On Thursday, after the European markets closed in the red, dragged down by concerns over Greece and disappointing economic data, US stocks closed in positive territory, with most investors turning their attention to the quarterly results of Starbucks and rumours that Comcast is going to withdraw its acquisition bid for Time Warner Cable due to regulatory opposition.

Seattle-based Starbucks, the world’s largest coffee-shop chain, reported earnings after the closing of US markets, posting revenue that exceeded expectations and profit in line with analysts’ forecasts. The company reported revenue for $4.56 billion in the first quarter of the year, $30 million ahead of analysts’ predictions and 18% up from the same period in 2014. The coffee-shop chain confirmed to be one of the best run companies within the consumer discretionary sector, able to deliver compounded sales growth, quarter after quarter for the past 10 years. Despite the strong dollar is likely to have negatively impacted the value of revenues generated outside US, the firm reported an increase in global same-stores sales of 7%, up from the 4.9% expansion rate registered in the previous quarter, and ahead of the a 5.1% anticipated by analysts. The two major drivers behind the revenues’ growth were diversification and technology. While the bulk of revenues are still generated in US, the company’s global reach gives Starbucks room to grow in relatively new markets such as South America, China and the Pacific region where the coffee-chain expects to open around 850 new stores in 2015. With its domestic market becoming increasingly suture, the ability to expand overseas is helping the firm to sustain its revenue growth target of 16%-18%. Starbucks has also begun to rip the fruits of products’ expansion, with food and tea supporting revenues and profitability by attracting customers outside the traditional coffee segment. The second major driver was technology, which powers the company’s mobile-phone payment app and enables customers to place orders before arriving at the desired coffee shop. By positively contributing to the company’s results, it seems that CEO Howard Schultz’s bet on investing in continuous innovation and technology is paying off, shaking off concerns over the ability of Starbucks to implement its expansion and innovation strategy.

The reported EPS of $0.33 per share was in line with expectations, with the company confirming its guidelines for a FY15 EPS of $1.77-$1.79, better than the market consensus of $1.57.

Starbucks’ shares gained 2.27% ahead of the results and an additional 4.20% in after-hours trading, confirming to be a winning investment that has appreciated almost 22% since the beginning of the year, and over 41% throughout the past 12 months. In addition the company is also rewarding shareholders with a quarterly dividend of $0.16 per share, which was recently increased by 23.5%, and by undertaking a 2 to 1 stock split which has made the stock more retail-friendly.

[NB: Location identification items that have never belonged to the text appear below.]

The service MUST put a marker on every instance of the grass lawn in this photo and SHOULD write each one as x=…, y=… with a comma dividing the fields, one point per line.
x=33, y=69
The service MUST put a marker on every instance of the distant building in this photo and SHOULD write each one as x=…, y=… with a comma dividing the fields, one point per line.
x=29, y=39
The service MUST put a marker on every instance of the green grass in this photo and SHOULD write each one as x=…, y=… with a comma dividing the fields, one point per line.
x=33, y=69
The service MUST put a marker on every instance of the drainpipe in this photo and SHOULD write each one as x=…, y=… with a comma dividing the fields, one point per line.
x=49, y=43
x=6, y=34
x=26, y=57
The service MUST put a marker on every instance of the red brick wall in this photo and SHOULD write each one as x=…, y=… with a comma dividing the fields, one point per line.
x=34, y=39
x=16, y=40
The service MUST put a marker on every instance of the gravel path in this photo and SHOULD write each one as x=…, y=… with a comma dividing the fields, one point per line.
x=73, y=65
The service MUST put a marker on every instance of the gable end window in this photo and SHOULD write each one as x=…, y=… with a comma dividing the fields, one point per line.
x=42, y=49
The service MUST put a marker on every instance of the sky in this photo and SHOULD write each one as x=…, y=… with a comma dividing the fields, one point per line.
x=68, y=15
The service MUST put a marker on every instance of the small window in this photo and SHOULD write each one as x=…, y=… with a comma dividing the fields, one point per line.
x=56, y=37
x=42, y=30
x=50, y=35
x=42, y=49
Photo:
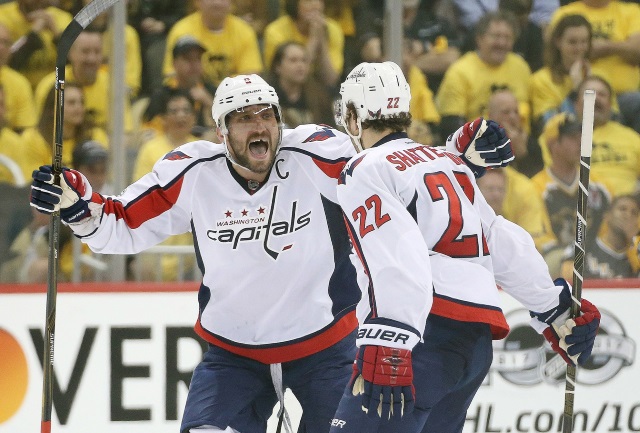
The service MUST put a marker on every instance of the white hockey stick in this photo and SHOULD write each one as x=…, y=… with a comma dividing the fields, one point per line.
x=82, y=19
x=586, y=144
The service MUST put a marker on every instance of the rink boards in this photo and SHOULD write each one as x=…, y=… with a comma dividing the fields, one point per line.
x=124, y=353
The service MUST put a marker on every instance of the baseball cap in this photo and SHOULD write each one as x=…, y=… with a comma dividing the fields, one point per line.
x=186, y=43
x=89, y=152
x=560, y=125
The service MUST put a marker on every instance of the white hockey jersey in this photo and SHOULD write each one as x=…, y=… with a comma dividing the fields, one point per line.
x=278, y=281
x=430, y=243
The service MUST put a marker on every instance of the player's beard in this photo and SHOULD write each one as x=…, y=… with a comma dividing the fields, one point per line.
x=247, y=154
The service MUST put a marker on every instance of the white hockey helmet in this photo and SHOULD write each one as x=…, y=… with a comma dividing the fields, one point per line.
x=240, y=91
x=377, y=90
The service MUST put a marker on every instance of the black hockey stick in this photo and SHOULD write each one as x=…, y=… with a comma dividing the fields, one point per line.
x=586, y=144
x=82, y=19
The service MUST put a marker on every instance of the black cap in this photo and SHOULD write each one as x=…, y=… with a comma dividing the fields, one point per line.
x=186, y=43
x=89, y=152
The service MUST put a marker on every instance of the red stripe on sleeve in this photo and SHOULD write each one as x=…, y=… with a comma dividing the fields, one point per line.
x=149, y=206
x=331, y=169
x=467, y=313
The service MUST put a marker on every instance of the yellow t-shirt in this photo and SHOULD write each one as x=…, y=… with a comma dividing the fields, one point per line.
x=615, y=22
x=284, y=30
x=43, y=61
x=615, y=157
x=466, y=87
x=37, y=149
x=132, y=57
x=18, y=99
x=523, y=205
x=545, y=94
x=232, y=51
x=422, y=106
x=96, y=97
x=11, y=147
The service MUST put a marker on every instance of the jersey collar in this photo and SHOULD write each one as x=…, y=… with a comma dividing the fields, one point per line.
x=391, y=137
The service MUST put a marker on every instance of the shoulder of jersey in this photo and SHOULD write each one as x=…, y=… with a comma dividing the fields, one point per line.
x=314, y=138
x=189, y=155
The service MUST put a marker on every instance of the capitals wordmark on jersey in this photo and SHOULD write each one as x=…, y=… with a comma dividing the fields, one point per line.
x=258, y=225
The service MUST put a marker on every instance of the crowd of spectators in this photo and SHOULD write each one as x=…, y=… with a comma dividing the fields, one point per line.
x=522, y=63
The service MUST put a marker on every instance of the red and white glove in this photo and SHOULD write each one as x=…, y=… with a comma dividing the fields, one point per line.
x=383, y=375
x=573, y=339
x=482, y=144
x=71, y=197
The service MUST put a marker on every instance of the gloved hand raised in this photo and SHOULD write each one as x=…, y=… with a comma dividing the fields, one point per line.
x=71, y=198
x=481, y=144
x=383, y=375
x=573, y=339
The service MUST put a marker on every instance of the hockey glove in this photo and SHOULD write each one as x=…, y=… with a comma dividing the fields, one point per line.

Investors’ attention was also grabbed by rumours that Comcast, the US largest cable and contents provider, will withdraw its bid to acquire Time Warner Cable, the country’s second largest cable provider, due to regulatory opposition that has “the facto” killed the deal. The Department of Justice and the FCC have both expressed their opposition to the merger aimed concerns that the newly combine entity would have retained way to much market share and pricing power, lowering completion and consumers’ choices for a service provider. Facing a long legal process without certainty of successful approval, Comcast seems to have decided to drop the $ 45.2 billion merger and will now try to refocus on customers’ retention, internet subscribers’ expansion and competitive contents’ development.

Following the news, share in Comcast rose 0.8% during regular trading. Shares in Time Warner Cable were down 0.6%, while its bonds lost over $782 million in value with the company’s $1.25 billion 4.5% notes due in 2042 plunging as much as 5.6 cents to 90.6.